D.B. Hanna

Input about how best to perform this task was drawn primarily from the LCBO ‘s first chief commissioner, D.B. Hanna — a man with thirty-five years of experience in the railway business – first as operations manager and accountant with the Grand Trunk Railway (GTR) and Canadian Northern Railway Company (CNRC), and later as president of the Canadian Northern Railway Service (CNRS) and, from 1918 to 1921, the Canadian National Railway (CNR) (see Hanna 1924: 35–60, 132–47, 227–314; LCBO 2007: 4). Hanna’s leadership was about the standardization of office work, systems, and forms – all aimed at developing a system of operational statistics that he said would ensure “secure satisfactory reports of operations, exercise proper control, [and] make fair comparisons of results and costs” (Hanna 1924: 331).

The railway system that he was familiar with relied heavily upon detailed tabulation technologies used to track, order, and account for the amount, location, and status of various freight cars, commodities, employees, customers, passengers, and supplies (Railway Review 79 1926: 353, 575, 647, 719,736, 896).

D.B. Hanna


As early as 1921, technologies such as punch-card systems had been incorporated into official railway accounting procedures in the United States and within Canada’s CNR. By 1926 they were seen as “a prove[n] means of economically producing facts and figures vital to operating a railroad intelligently” (Ibid.: 736; Woodson 1924: 153; Hanna 1924: 328–29, 331). In his years at the CNRC and CNRS Hanna had been responsible for the generation of statements of operation and accounting auditing for the company’s annual reports. His section of the reports analyzed financial data and published train traffic statistics. He reviewed passenger travel information and astonishingly calculated revenue per passenger mile, train car, and mile of track down to one one-hundredth of a cent (Canadian Northern Railway Company 1904: 7). This degree of saturation was not incidental to the production of docility; rather, it was its sine qua non, the foundation of what Foucault called the “political anatomy of power.” As Foucault (2004: 45) put it in emphasizing the importance of the minutest elements of control: “Discipline allows nothing to escape…. The smallest infraction of discipline must be taken up with all the more care for it being small.”

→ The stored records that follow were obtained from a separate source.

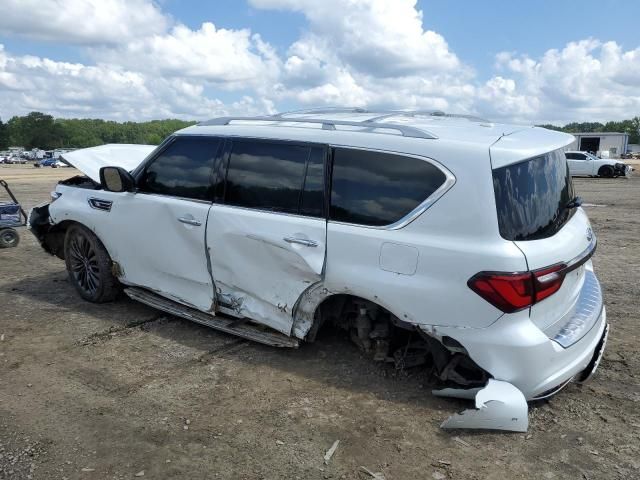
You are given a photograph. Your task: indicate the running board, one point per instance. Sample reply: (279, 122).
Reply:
(230, 325)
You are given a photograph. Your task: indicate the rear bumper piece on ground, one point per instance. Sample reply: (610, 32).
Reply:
(499, 406)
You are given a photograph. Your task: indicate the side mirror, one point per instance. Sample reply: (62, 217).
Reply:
(116, 179)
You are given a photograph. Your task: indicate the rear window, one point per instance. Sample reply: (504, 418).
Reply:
(376, 189)
(531, 197)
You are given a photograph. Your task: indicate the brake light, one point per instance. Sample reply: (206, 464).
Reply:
(512, 292)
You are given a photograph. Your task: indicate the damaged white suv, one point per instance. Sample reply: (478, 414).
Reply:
(434, 239)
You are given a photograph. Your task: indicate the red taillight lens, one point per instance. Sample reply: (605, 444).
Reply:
(511, 292)
(548, 281)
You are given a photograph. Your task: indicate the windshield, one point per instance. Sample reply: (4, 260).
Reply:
(532, 197)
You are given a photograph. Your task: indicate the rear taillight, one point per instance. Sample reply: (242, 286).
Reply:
(511, 292)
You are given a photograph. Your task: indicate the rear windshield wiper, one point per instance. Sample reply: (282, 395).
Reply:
(575, 202)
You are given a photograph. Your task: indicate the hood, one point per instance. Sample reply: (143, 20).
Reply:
(90, 160)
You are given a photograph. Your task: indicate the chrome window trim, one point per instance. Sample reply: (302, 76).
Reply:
(272, 212)
(449, 181)
(196, 200)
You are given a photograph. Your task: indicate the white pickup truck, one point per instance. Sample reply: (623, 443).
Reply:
(587, 164)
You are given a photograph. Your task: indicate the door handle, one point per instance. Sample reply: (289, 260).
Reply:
(301, 241)
(189, 221)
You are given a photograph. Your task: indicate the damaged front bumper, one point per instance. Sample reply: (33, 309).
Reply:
(39, 223)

Before the Liquor Control Act went before the legislature, Hanna had already been selected to act as the Board’s first chairman, and he was already engaged in the development of the province’s liquor distribution policy. When asked about the administration of the LCBO, Hanna replied, “I will administer the law with the same business principles which I used in connection to railways” (“D.B. Hanna Is Premier Ferguson’s ‘Strong Man” The Globe Feb. 9th 1927: 2).

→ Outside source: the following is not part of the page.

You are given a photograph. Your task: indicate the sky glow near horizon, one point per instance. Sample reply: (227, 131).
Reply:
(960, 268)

Closely following the methods of the rail industry, the purchasing of liquor in the province would be managed with multiple formal documents that would make every interaction visible to authorities. Hanna envisioned a system in which “the purchaser would get a permit at a wicket as if getting a ticket on a train” and “would also have a book to list his purchases as if to show the connections of a particularly long journey” (LCBO 2007: 4). The permit and book developed by Hanna’s LCBO allowed for the tracking of every eligible Ontarian’s liquor purchases, enabling the system to live up to Ferguson’s (1927: 3) original mandate of “knowing exactly who is buying and how much” — and this held true from 1927 until the permit system was terminated in 1962.

The Board’s retail outlets were at the outset an engineer’s dream. The Board itself determined that “clear glass on the fronts of the stores” would “make the process appear apparent and with a complete absence of mystery” (LCBO 2007: 5; “No Frosted Glass to Hide Business in Liquor Stores.” The Globe May 21st 1927). Given these lines of sight of an enforced visibility, though, the bureaucracy itself could remain invisible. In its plans the Board also placed a series of “metal rails” in a typical outlet’s interior design — an intentional organization of a disciplinary space in the name of efficiency — a gesture that reduced customers to inanimate objects to be shunted around, thus eliminating any collective coagulation or non-disciplinary assembling (no “loitering” or “sniggering” permitted). The retail environment was thus to be characterized by the imposition of an aggressive transparency.